Use directly in class — copy, adapt, or read aloud. No printing needed.

1 Already / yet / still — classroom roleplay (no materials)
Assign pairs a situation: one student is a parent, one is a teacher. The parent asks questions about school events using 'yet'. The teacher replies using 'already' (if it's happened) or 'still' (if it hasn't). For example: 'Have the exam results come out yet?' — 'Yes, they've already come out.' or 'No, we still haven't received them.'
Example sentences
Have the textbooks arrived yet?
Is the term timetable ready yet?
Has the head teacher spoken to the parents yet?
2 Where in our community? (spoken, no materials)
Ask students to describe where five important places are in their community — school, market, clinic, water point, bus stop. They must use at least three different place adverbs (nearby, outside, here, there, far). Students listen and note if 'near' is used correctly (with a noun) or incorrectly (alone).
Example sentences
The water point is nearby.
The clinic is near the church.
The market is far from here.
3 Tense-adverb matching (oral, no materials)
Call out a time adverb. Students must say a complete, correct sentence using that adverb with the right tense. Go round the class quickly. If a student uses the wrong tense, the next student tries. This builds speed and automaticity with tense-adverb pairing.
Example sentences
yesterday → past simple
recently → present perfect
soon → future
today → past simple or present

Plan Your Next Steps

For each strategy, choose the option that best describes where you are now.
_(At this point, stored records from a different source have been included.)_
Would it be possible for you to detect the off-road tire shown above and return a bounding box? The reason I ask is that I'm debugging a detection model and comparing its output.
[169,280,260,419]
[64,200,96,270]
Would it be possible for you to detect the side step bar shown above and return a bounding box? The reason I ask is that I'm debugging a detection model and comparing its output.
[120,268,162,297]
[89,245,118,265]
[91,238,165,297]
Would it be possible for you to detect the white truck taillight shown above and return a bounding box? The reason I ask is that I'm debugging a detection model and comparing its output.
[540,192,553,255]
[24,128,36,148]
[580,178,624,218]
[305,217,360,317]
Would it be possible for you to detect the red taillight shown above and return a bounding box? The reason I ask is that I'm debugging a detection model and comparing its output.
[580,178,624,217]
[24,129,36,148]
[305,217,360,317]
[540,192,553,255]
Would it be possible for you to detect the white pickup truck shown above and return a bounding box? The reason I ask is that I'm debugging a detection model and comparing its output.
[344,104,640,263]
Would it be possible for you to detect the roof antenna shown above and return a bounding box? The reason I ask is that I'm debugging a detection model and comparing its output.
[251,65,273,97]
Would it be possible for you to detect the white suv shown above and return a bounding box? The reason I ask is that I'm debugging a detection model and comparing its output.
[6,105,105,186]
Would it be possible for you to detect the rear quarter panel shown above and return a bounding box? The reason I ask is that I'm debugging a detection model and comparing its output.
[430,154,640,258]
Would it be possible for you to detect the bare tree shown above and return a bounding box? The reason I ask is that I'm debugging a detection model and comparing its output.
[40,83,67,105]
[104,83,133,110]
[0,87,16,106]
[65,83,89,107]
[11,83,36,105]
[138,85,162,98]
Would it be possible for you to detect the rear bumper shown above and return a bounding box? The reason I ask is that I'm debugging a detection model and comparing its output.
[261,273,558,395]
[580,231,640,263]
Move on to adverbs of degree (Lesson 4) to explore how adverbs like 'very', 'quite', and 'rather' modify adjectives and other adverbs.
Look more closely at the present perfect and the adverbs that trigger it — this connects adverb knowledge directly to tense teaching.
Explore front position more deeply: how starting a sentence with a time adverb changes the emphasis and helps students organise longer pieces of writing.
Ask students to keep a 'time adverb diary' for one week: each day, they write two sentences about school life using a different time adverb.
Revisit the already/yet/still system after a week — these three words need repeated exposure before they become automatic.
What is the one change you will make next time you teach this grammar point?

Key Takeaways

1 'Already', 'yet', and 'still' form a system based on expectation — they differ in sentence type (positive, question/negative, negative emphasis) and position.
2 'Yet' belongs at the end of questions and negative sentences; 'already' goes in mid position or at the end of positive sentences; 'still' goes before the auxiliary in negatives.
3 'Near' is a preposition and needs a noun after it; 'nearby' is an adverb and stands alone — these two are not interchangeable.
4 Definite time adverbs (yesterday, last week) pair with the past simple; indefinite ones (recently, just, lately) pair with the present perfect.
5 Place adverbs (here, there, nearby, outside) come after the verb or object and cannot be placed between a verb and its object.